Brain cortex development is a highly orchestrated sequence of events that requires precise signaling inputs. Shh signaling is vital for the formation and maturation of cortical layers, as it regulates the timing of progenitor cell differentiation and promotes their proliferation (Cai et al., 2023; Saade et al., 2017). These processes affect the thickness and cell composition of each cortical layer (Belmonte-Mateos and Pujades, 2021; Nowakowski et al., 2017). The Notch signaling pathway is pivotal in maintaining NPC populations and regulating their differentiation into specialized neurons and glia (Gaiano and Fishell, 2002), thereby influencing the overall size and complexity of the cortical region within the organoid. Additionally, the timing of Wnt activation is particularly crucial for establishing neural identity and suppressing unwanted cell fates (Rosso and Inestrosa, 2013), ensuring that cortical brain organoids develop with the appropriate cellular composition and organization. Supporting the role of DNp73 in regulating neural cell fate, we observed significant overexpression of some key genes involved in these pathways in DNp73KO-mBOs at day 7 (Figure 6A). This was evidenced by the upregulation of key genes involved in the activation and transduction of these pathways (Notch1, Shh, and Wnt5a), as well as their target genes (Emx2, Ascl-1, and Neurog1) (Figures 6A, B). Additionally, the induction of the neural lineage requires dual SMAD inhibition (Chambers et al., 2009). In accordance, DNp73KO-mBOs also exhibited downregulation of Bmp-4 and Nodal, which promote the activation of Smad1/5/8 and Smad2/3 signaling, respectively, suggesting that the absence of DNp73KO leads to dual-SMAD inhibition.

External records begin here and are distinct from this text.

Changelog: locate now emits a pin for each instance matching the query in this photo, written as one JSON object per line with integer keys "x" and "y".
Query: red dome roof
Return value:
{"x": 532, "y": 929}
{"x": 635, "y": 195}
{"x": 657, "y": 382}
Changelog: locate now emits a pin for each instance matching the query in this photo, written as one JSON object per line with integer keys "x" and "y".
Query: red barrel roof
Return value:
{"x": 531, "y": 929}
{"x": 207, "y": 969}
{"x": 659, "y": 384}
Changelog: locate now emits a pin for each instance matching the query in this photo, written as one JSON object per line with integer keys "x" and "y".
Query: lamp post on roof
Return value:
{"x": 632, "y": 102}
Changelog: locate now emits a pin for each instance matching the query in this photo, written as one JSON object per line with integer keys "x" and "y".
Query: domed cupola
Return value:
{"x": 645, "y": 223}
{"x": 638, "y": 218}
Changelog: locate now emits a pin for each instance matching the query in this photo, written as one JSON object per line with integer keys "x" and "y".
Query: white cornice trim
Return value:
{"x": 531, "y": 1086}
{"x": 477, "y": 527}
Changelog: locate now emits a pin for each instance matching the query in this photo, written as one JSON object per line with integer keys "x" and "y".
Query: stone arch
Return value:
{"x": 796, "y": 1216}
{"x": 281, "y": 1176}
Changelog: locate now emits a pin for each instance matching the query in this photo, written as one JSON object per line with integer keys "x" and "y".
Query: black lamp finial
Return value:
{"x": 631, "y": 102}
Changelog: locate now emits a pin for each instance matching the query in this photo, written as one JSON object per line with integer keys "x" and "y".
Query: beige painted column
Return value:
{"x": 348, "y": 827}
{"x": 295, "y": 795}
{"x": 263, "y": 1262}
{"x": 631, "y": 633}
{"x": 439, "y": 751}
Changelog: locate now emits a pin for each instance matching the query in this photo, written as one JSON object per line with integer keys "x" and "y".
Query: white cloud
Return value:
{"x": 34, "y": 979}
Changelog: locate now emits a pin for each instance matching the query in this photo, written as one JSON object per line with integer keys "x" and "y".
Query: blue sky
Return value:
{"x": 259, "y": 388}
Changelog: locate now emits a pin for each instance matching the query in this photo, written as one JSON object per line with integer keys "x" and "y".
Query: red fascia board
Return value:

Gene expression dynamics in DNp73KO-mBOs from day 3 to day 14, as indicted by our transcriptomic data and validated by qRT-PCR analysis, reflected the activation of the Shh, Wnt, and Notch signaling pathways (Figures 6B, C). Regarding the Activin/Nodal signaling, it is known that this cascade regulates Nodal and Lefty1 gene expression and, that while Lefty1 blocks Nodal signaling (Chen and Shen, 2004), Lefty1 expression pattern follows essentially that of Nodal in early stages of development (Besser, 2004; Zhang et al., 2019). Thus, in agreement with a repression of this signaling cascade, we detected a significant reduction of Lefty1 expression in DNp73KO-mBOs from days 7–14 (Figures 6B, C). This repression of Nodal signaling could account for the switch towards a predominant neuroectodermal fate observed in the absence of DNp73 at early stages (Figure 5C), as previously reported in ESCs (Vallier et al., 2004; Wang et al., 2017), pointing to DNp73 as a node regulator of neuronal fate. Altogether, these characteristic molecular signatures highlight the importance of p73, particularly DNp73, for a precise and timely regulation of the onset of neural cell fate commitment and shed new light on the specific role of each p73 isoform, and how they tightly coordinate the maintenance of a pool of proliferating neural progenitors with the timely generation of neurons, and their maturation.